1:07 PM -
No comments
No comments
Kamu, senja...
Senja, apa kabar kamu di sana? Apakah kamu
masih hangat? Tidak kah kamu kehilangan suatu titik kecil di tengah kota? Aku
merasa kehilangan di sini. Kehilanganmu. Aku kehilanganmu dalam hiruk pikuk
kota yang jauh lebih besar dan jauh lebih berdenyut. Aku kehilanganmu dalam
ketenggelamanku dengan hari baruku. Aku kehilanganmu selama aku masih ada di
tempat yang tak sama denganmu, senja.
Senja, tidak kah kau menghitung lamanya hari
yang berlalu semenjak akhir bulan lalu? Aku terus menghitungnya. Kulingkari dengan
warna merah pada setiap angka yang berjalan. Selalu kuhitung cepat detik
sebelum aku terpejam pada malam hari, berharap aku akan cepat sampai pada suatu
waktu, dimana kugenggam tiket untuk pulang kepadamu. Senja.

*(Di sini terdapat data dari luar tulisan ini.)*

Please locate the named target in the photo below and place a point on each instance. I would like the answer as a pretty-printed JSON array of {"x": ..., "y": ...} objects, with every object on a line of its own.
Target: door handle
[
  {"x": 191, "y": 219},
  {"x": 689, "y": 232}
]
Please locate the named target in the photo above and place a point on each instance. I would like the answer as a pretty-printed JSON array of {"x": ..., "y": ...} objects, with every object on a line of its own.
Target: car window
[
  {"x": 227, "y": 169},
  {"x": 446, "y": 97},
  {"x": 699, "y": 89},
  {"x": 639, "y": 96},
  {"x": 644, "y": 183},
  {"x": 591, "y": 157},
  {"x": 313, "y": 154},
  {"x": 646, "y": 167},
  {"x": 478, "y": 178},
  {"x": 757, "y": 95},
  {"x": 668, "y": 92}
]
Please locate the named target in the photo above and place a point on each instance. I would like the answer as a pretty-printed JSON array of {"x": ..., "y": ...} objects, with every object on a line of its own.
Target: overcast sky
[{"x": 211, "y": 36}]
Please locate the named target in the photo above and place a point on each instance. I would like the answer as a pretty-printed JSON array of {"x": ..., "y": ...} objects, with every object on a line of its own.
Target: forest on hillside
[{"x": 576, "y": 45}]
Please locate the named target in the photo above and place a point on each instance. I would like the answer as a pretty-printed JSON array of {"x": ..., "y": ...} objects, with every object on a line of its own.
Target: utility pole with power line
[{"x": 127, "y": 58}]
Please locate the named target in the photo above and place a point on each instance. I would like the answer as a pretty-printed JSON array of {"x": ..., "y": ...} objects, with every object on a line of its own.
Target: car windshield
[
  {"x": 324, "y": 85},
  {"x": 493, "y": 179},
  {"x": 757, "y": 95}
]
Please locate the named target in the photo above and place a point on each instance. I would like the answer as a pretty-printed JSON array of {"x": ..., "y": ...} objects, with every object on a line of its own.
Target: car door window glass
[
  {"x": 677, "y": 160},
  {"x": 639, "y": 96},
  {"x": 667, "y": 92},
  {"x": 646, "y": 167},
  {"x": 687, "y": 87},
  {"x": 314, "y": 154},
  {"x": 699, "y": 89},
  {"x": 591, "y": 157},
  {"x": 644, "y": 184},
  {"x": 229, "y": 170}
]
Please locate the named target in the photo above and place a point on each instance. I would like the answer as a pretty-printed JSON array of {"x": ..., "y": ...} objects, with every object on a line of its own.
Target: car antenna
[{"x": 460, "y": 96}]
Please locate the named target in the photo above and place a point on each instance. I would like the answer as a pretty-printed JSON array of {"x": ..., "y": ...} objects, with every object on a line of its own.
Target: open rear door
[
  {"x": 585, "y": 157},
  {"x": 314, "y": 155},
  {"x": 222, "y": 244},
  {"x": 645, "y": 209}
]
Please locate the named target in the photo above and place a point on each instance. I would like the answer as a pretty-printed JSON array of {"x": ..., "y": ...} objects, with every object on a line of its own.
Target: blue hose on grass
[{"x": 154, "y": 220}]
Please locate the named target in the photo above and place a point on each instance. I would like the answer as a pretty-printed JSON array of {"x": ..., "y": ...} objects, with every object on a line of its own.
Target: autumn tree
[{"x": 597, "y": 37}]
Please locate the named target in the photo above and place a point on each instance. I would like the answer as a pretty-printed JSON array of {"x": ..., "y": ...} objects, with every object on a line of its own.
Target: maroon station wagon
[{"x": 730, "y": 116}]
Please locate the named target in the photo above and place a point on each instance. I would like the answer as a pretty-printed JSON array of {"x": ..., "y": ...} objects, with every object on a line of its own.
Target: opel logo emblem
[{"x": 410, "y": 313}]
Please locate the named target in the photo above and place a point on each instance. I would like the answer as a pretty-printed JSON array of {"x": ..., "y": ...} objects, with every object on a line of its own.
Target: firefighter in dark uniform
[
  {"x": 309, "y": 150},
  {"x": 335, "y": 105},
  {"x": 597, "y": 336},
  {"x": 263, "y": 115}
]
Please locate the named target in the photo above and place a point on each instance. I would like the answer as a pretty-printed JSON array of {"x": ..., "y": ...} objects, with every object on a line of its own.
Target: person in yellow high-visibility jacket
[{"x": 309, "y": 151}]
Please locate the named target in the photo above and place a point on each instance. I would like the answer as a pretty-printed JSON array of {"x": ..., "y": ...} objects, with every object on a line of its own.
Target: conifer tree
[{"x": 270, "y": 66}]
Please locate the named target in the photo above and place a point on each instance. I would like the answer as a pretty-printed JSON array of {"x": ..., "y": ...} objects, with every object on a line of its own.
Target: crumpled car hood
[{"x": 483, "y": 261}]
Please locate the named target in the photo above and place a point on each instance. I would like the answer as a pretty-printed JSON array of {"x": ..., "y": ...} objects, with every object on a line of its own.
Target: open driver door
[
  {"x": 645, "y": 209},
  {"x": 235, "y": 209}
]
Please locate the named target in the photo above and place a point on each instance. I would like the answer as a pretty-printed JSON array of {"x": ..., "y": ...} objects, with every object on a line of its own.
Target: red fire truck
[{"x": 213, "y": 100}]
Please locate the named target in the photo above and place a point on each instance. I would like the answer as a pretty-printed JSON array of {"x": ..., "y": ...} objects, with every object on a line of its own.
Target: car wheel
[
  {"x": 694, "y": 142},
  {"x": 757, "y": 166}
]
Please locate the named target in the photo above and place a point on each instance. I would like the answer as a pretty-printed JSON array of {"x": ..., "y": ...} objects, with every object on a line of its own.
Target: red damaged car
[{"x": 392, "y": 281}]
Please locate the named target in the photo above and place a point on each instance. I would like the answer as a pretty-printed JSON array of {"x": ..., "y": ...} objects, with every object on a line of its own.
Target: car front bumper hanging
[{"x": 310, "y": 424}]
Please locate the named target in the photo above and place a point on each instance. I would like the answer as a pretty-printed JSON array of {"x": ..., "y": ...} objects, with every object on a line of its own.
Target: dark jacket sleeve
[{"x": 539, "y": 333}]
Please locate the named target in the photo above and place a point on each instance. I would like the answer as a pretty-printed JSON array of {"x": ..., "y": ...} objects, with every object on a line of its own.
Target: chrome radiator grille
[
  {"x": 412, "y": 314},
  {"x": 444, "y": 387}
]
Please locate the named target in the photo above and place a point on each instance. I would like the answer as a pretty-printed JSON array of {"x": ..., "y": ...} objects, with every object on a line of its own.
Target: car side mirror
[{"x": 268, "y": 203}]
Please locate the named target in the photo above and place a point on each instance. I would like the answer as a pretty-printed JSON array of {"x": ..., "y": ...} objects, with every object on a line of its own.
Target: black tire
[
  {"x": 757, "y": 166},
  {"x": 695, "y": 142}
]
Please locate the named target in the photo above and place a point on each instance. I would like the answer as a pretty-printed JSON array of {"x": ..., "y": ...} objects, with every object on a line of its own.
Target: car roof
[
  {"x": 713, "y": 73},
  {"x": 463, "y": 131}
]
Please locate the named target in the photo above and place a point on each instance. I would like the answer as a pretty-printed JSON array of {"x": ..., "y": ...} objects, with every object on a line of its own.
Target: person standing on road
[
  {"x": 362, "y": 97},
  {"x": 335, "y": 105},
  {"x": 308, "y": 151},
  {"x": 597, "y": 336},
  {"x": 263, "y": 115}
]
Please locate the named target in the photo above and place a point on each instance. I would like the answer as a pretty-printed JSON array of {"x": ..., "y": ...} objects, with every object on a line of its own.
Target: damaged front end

Pernah kah di sana kau enggan untuk hadir di
antara orang – orang yang masih mengharapkanmu, senja? Aku selalu ingin menuju
kepadamu. Ingin menyandingmu kala malam belum siap untuk datang.
Senja, masih kah kau ingat langkah – langkah lelah
yang selalu kutunjukkan kepadamu? Langkah yang selalu kuseret setiap kali aku
putus asa. Lalu kau hanya tersenyum melihat ulahku. Kau tak pernah jenuh saat
ku menghentakkan kaki berharap segala lelah rontok seketika ke jalanan aspal.
Senja, masih kah kau jadi temanku? Masih kah
kau mengenalku saat aku kembali nanti? Saat aku kembali menyandingmu. Saat aku
kembali menyeret langkah – langkah lelahku. Saat aku kembali mencari senyummu
di antara tumpukan lelahku.
Senja, sekalipun di sini ada juga yang
berwarna jingga. Tapi itu bukan kamu. Itu bukan senjaku. Aku masih saja terus menunggu untuk kamu. Senja.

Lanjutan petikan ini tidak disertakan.